What this means, in our day to day life, is that every decision, choice, action, reaction, word and thought should be made according to the Spirit of Christ who lives in us. Notice I said “should”, we will fail at this, and when we do, if we are paying attention, we will begin to feel the yoke chafing a bit, because we are no longer fitted for it, and we need to repent and start again. Christ’s yoke is easy and his burden light only when we keep ourselves in condition for them, when we lose our way and wander from the path, they can become intolerable.

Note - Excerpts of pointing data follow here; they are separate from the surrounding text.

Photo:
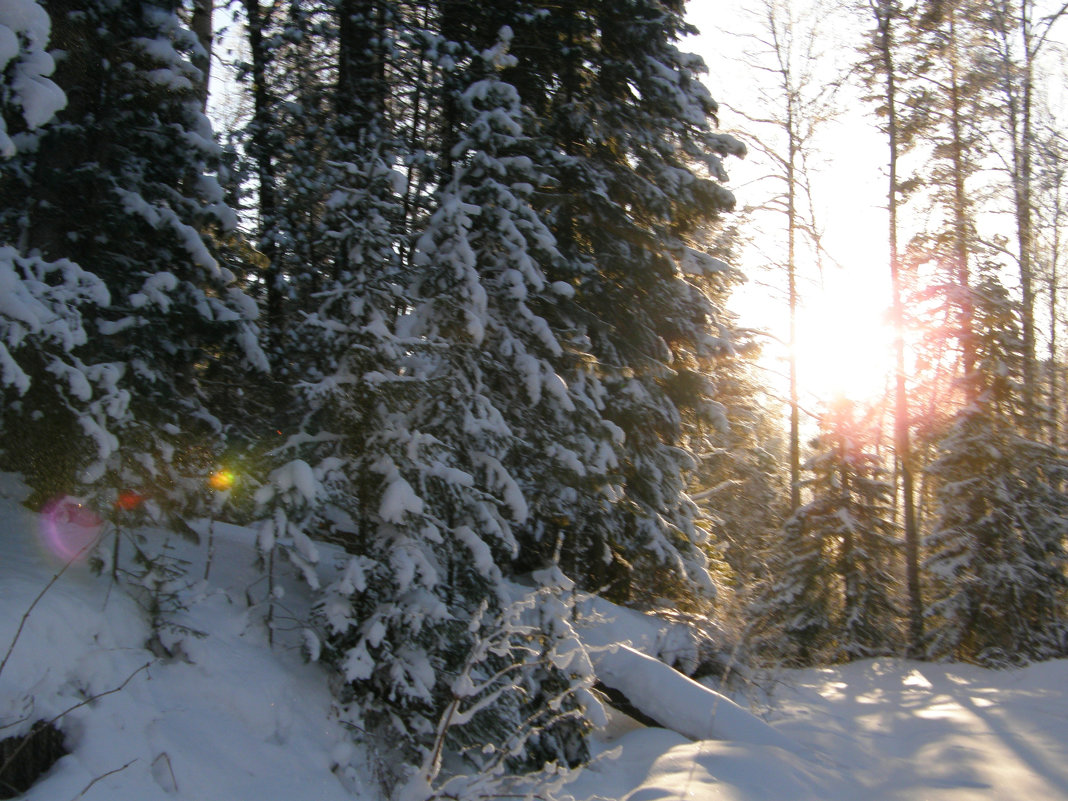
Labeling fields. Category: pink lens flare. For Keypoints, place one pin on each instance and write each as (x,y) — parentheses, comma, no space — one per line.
(69,527)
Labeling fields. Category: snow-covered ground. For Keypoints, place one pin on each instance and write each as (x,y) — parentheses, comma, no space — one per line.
(230,719)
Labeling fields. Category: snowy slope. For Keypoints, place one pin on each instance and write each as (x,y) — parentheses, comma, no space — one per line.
(234,720)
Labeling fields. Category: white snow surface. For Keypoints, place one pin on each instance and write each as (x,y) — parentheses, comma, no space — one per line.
(232,719)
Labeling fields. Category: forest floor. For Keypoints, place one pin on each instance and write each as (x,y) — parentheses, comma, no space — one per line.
(228,718)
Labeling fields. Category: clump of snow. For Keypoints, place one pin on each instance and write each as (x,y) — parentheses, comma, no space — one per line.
(232,718)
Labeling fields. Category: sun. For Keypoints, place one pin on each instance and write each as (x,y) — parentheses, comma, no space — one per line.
(845,341)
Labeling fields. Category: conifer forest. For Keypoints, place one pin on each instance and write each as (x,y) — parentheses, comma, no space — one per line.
(451,304)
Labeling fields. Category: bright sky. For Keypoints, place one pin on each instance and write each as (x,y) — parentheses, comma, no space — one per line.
(843,340)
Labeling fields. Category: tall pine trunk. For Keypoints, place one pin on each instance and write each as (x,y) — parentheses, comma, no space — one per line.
(885,13)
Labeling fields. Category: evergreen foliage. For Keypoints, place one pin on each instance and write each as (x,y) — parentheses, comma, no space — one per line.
(832,596)
(121,185)
(995,555)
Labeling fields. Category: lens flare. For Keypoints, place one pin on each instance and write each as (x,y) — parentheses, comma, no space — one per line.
(221,480)
(69,528)
(128,500)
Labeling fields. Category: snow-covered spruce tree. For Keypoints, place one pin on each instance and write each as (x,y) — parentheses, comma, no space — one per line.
(120,184)
(41,301)
(403,457)
(995,564)
(832,593)
(637,173)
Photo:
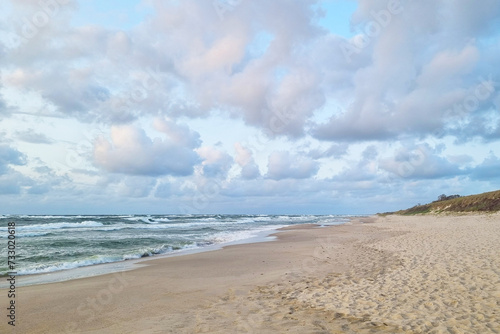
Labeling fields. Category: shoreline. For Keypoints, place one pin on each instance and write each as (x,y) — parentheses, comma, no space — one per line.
(424,274)
(132,264)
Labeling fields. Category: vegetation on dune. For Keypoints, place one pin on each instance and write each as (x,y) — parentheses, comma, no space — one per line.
(486,202)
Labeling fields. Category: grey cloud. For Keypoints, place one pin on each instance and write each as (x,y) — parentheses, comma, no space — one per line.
(488,170)
(335,151)
(10,156)
(131,151)
(282,165)
(420,162)
(31,136)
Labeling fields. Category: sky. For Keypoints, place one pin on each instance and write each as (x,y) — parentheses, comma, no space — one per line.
(239,106)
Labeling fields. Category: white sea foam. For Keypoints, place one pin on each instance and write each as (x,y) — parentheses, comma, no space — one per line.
(54,226)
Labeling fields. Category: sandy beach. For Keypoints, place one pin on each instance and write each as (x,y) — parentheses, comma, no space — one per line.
(394,274)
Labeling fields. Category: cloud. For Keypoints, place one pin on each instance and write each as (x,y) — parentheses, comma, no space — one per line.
(131,151)
(488,170)
(30,136)
(420,162)
(10,156)
(244,158)
(335,151)
(282,165)
(216,163)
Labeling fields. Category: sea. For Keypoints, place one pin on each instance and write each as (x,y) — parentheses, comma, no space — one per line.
(47,244)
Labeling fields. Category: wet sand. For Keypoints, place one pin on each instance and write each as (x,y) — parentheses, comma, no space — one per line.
(421,274)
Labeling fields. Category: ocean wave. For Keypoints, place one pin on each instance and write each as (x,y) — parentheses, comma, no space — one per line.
(55,226)
(26,235)
(99,259)
(226,237)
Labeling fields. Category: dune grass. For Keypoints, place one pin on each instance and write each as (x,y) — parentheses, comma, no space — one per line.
(486,202)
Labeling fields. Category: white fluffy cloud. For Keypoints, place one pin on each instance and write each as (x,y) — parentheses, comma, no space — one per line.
(131,151)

Our Lord says that he is “gentle and humble of heart”, the word gentle is literally translated as meek, as in “Blessed are the meek, for they will inherit the earth”. This is what the Orthodox Study Bible says about meekness, “The meek are God-controlled and have mastery over their passions, especially anger. Meekness is not passive weakness, but strength directed and under control.” I don’t know about you, but I want to be that person! And that is what Christ is telling us, “Take my yoke upon your shoulders and learn from me, for I am meek and humble of heart”. It is when we are meek that the yoke and burden are easy and light. How do we become meek? As long as we live according to the flesh, we cannot, and even if we live according to the flesh only once in a while it is still very difficult. Meekness comes from living in the Spirit, trusting God in all things, and letting go of the things that still tie us to our unredeemed passions: Pride, ego, expectations, ambition, greed, control, hope or happiness founded on anything other than God, acceptance of the world’s standards or ideals, and most of all, wanting our own way. This is hard to do in a world that does see meekness as weakness, and trusting God as folly. But remember, Jesus said, “Father, what you have hidden from the learned and the clever you have revealed to the merest children”. If the world, or our own families, believe that we are fools for following Christ, we are at least in good company.
It seems paradoxical that Jesus says to those who are weary and find life burdensome, “Come to me, take my yoke, take my burden”. How will this refresh us? We are refreshed by Jesus’ yoke because it is the right yoke, the right burden, the one we were created to carry. The ones we usually carry are ones we have made ourselves, often in defiance of God, or ignorance of God. We often hear of people carrying the weight of the world on their shoulders, and I am sure we have all felt like that at times. But that is not our burden, that is God’s responsibility. We often feel burdened by the sin, violence, war and suffering that goes on in the world, and I am not saying we should not pray for all who are in pain or want, but that burden is also not ours, it is the burden Christ took to the Cross. It is restful and refreshing to give these burdens into the proper hands and take up our own, made for us, to serve not only our salvation, but also the building up of the Kingdom of God.
Joyfully shouldering the yoke of Jesus, living in the Spirit, learning meekness and humility from Christ, is the best way to witness to the world our faith, our love and our hope in Christ.